Starbucks and Amazon Face Unions Pressing to Lift Workers Out of Poverty

The poverty level for an individual without a family is $12,880. For a family of four, the figure is $26,500. A $15 an hour wage creates an annual income of just above $30,000. Starbucks recently raised the low end of its pay base to $15. Dave Bozeman, vice president of Amazon Delivery Services, recently commented to Reuters that Amazon will keep its base pay at $15. Starbucks and Amazon seem to wonder, at least in public, about why their workers in some areas of the country want to form unions.

If the union movement has done anything over a period that started before the beginning of the 20th century, it is that members and prospective members get better pay and benefits over time. The Starbucks and Amazon labor actions are not based on local issues, although they have been local actions so far.

Jeff Bezos, the founder and board chair of Amazon, is the second richest person in the world. The Starbucks CEO (for the third time), Howard Schultz, is also worth over $1 billion. Each of the companies was built largely on inexpensive labor. Each makes large sums of money and has large cash reserves.

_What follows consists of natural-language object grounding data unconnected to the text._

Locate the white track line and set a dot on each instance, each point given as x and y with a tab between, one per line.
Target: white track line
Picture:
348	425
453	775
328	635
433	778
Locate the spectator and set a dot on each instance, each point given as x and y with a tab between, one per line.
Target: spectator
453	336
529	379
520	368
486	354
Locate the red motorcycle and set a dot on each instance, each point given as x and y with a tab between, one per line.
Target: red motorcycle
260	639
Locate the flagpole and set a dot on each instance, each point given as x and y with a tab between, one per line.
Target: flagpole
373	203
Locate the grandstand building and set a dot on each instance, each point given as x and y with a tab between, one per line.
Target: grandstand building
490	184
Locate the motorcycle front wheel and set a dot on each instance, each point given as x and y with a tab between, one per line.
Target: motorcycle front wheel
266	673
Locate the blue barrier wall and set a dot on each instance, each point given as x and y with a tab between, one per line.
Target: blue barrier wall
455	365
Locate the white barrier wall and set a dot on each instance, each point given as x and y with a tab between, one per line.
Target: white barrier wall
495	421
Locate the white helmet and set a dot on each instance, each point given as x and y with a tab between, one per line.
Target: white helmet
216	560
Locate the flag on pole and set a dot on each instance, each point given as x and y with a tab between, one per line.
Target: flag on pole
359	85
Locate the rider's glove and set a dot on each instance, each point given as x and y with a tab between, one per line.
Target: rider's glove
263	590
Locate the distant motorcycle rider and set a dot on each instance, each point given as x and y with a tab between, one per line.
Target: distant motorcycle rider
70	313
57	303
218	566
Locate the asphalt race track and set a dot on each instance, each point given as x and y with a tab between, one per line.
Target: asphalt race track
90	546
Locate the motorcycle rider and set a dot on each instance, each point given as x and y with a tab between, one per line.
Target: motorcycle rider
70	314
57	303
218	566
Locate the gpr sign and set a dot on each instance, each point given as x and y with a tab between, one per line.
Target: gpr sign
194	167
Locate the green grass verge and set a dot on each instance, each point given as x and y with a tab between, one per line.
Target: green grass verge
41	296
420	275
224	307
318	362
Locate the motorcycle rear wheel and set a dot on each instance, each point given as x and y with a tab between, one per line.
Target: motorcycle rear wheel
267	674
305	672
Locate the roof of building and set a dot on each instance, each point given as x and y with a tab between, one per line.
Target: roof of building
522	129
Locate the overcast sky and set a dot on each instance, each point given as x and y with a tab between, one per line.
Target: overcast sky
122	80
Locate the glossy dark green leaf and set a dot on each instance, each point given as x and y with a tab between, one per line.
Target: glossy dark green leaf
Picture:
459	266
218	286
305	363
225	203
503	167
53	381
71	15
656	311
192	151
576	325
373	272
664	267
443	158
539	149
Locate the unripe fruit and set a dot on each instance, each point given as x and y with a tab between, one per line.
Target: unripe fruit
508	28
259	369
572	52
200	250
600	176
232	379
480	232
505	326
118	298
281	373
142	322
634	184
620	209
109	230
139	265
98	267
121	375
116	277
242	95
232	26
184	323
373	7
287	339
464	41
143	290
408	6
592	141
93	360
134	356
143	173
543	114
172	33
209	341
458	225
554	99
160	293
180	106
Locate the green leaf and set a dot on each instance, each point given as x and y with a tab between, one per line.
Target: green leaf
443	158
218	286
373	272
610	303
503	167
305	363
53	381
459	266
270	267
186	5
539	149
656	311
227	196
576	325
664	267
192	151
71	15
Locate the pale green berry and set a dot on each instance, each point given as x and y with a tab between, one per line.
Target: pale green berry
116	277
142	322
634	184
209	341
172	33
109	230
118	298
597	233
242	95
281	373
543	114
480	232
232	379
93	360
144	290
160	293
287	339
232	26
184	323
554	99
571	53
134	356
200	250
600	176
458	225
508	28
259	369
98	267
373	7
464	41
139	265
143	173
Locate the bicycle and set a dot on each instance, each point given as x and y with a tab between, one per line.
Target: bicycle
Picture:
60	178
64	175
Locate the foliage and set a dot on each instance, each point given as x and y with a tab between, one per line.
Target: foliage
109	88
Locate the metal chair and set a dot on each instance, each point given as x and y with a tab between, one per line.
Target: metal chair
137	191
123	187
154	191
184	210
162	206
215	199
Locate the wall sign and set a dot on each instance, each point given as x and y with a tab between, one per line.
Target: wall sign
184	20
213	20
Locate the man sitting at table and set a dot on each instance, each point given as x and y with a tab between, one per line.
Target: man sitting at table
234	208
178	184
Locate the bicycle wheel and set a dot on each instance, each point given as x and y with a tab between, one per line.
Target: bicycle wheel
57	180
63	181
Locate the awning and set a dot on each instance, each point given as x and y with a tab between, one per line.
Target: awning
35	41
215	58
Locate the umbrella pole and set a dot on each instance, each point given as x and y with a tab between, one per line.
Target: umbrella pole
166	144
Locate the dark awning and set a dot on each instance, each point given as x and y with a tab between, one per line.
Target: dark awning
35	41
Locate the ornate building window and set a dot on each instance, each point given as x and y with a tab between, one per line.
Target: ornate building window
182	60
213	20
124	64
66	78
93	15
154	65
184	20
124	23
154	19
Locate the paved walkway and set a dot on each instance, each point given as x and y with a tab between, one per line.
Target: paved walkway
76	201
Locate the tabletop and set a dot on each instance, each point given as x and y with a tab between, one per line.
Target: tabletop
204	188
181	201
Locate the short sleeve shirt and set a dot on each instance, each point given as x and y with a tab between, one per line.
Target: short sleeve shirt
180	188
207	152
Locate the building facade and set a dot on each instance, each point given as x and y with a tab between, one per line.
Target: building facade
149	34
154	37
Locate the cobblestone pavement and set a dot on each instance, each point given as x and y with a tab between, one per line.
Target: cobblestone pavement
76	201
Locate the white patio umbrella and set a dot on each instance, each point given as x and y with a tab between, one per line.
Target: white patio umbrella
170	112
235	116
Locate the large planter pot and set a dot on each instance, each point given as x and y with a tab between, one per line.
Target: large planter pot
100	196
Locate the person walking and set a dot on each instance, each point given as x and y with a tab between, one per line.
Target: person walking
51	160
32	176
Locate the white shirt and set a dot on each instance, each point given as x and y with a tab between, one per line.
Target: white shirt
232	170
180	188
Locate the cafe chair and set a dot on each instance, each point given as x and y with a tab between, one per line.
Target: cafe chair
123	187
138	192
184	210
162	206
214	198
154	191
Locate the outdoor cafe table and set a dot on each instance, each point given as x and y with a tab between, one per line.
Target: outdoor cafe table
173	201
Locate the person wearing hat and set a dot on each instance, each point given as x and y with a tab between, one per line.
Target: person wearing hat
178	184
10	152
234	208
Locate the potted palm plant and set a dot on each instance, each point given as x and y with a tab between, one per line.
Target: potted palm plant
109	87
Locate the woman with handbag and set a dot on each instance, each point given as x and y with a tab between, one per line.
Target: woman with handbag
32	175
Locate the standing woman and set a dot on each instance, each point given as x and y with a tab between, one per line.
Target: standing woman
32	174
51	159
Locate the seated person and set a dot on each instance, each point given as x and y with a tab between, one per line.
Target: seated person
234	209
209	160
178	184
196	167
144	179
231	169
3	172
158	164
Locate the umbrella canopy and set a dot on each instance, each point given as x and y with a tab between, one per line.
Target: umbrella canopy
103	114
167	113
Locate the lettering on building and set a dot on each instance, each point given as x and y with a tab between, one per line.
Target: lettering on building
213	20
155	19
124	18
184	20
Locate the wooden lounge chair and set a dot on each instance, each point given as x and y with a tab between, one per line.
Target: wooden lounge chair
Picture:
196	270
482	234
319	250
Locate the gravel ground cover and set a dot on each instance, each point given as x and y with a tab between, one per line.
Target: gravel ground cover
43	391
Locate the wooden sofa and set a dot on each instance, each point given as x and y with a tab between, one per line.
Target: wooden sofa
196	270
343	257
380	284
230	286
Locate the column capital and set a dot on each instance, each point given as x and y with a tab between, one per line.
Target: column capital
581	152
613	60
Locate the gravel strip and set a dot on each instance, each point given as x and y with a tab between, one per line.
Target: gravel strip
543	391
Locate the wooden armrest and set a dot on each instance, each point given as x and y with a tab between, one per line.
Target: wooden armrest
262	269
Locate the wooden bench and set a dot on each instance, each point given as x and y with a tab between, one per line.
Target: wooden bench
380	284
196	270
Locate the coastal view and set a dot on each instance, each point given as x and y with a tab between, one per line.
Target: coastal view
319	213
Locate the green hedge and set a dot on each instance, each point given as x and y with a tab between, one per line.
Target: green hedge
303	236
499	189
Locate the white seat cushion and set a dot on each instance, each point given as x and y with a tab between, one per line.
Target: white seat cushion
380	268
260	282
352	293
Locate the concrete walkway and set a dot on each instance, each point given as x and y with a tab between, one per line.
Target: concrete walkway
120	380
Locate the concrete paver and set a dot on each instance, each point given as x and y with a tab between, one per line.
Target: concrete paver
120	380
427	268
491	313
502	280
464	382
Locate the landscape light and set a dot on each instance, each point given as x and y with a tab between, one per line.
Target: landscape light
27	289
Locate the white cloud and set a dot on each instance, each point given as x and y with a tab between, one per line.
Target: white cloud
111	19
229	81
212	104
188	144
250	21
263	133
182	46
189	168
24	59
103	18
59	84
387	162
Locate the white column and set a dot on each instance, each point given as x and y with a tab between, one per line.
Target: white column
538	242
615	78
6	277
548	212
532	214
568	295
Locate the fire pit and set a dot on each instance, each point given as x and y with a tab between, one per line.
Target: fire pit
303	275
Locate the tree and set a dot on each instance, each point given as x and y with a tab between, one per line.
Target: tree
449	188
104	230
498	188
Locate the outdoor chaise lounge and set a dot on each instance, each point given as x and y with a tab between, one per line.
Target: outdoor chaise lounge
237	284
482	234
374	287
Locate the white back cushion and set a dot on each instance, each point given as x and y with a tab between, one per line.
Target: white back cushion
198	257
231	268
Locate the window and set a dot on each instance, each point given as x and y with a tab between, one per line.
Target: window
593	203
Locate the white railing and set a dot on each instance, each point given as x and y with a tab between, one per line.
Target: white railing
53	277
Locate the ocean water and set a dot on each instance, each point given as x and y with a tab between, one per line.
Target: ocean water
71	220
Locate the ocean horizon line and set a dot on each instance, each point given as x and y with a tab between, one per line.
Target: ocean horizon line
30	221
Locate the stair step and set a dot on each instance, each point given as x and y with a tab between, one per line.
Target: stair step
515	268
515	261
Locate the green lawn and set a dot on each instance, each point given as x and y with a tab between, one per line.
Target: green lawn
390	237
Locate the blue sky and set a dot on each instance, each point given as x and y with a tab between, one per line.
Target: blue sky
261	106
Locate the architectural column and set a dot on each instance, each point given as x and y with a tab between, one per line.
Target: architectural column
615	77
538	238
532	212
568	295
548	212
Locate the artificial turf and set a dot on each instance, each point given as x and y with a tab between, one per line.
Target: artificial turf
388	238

The argument companies make about unions is that they take partial control of compensation away from management. That is fair enough because it is true. It leaves the question of whether companies should pay a living wage. At this point, Starbucks and Amazon do not support this for all their employees.

The union movements at Amazon and Starbucks will continue to grow, with a great deal of pushback by management. That pushback almost certainly will not work over time, which means management will have been better off using its time more wisely.